Major dislike for upper house micro ‘game’

A FEAR that micro parties will control Victoria’s upper house has prompted calls for a review of the electoral system.

It follows a cliffhanger result in the Western Victoria electorate, where three parties are vying for the coveted fifth spot.

Liberal MP Simon Ramsay and Coalition newcomer Josh Morris and Labor stalwarts Jaala Pulford and Gayle Tierney have secured the first four seats on offer.

The last position has become a race between Vote1 Local Jobs founder James Purcell from Port Fairy, the Australian Sex Party’s Jayden Millard, of Geelong, and Hampton’s Nicole Bourman, representing the Shooters and Fishers.

Preference deals have knocked incumbent Nationals MP David O’Brien from his seat and also ensured three other Warrnambool candidates, Jacinta Ermacora from the ALP, Jen Gamble representing the Animal Justice Party and Cameron Hickey of the Palmer United Party were knocked out.

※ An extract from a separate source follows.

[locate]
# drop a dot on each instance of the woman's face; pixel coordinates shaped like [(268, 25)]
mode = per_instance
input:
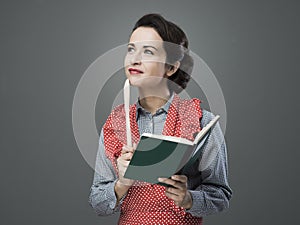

Other minor parties still in the running in other Victorian regions include the Democratic Labour Party and Australian Country Alliance.

It follows a similar swing at last year’s federal election, where preference deals snared victory for Ricky Muir from the Australian Motoring Enthusiasts Party, former Palmer United Party member Jacqui Lambie and South Australian Family First stalwart Bob Day, effectively creating a roadblock for the Abbott government.

Now, in the wake of the Victorian election and with New South Wales and Queensland set to go to the polls in 2015, federal member for Wannon Dan Tehan says it is time for an overhaul.

“Once again micro parties have been able to game the system. My view is this needs to be fixed,” Mr Tehan told The Standard yesterday.

He said having a forecast four to six smaller parties in Victoria’s Legislative Council would make governing “very difficult”.

Early figures handing the fifth seat in Western Victoria to the Shooters and Fishers party proved a need for change.

“It shows the absurdity of the situation. We will be represented by people who are firmly ensconced in Hampton,” Mr Tehan said.

“We have to change the Electoral Act to ensure these parties need to get a minimum of four to five per cent of the primary vote and can’t just game the system by negotiating with a lot of different parties and rigging the preferential system.”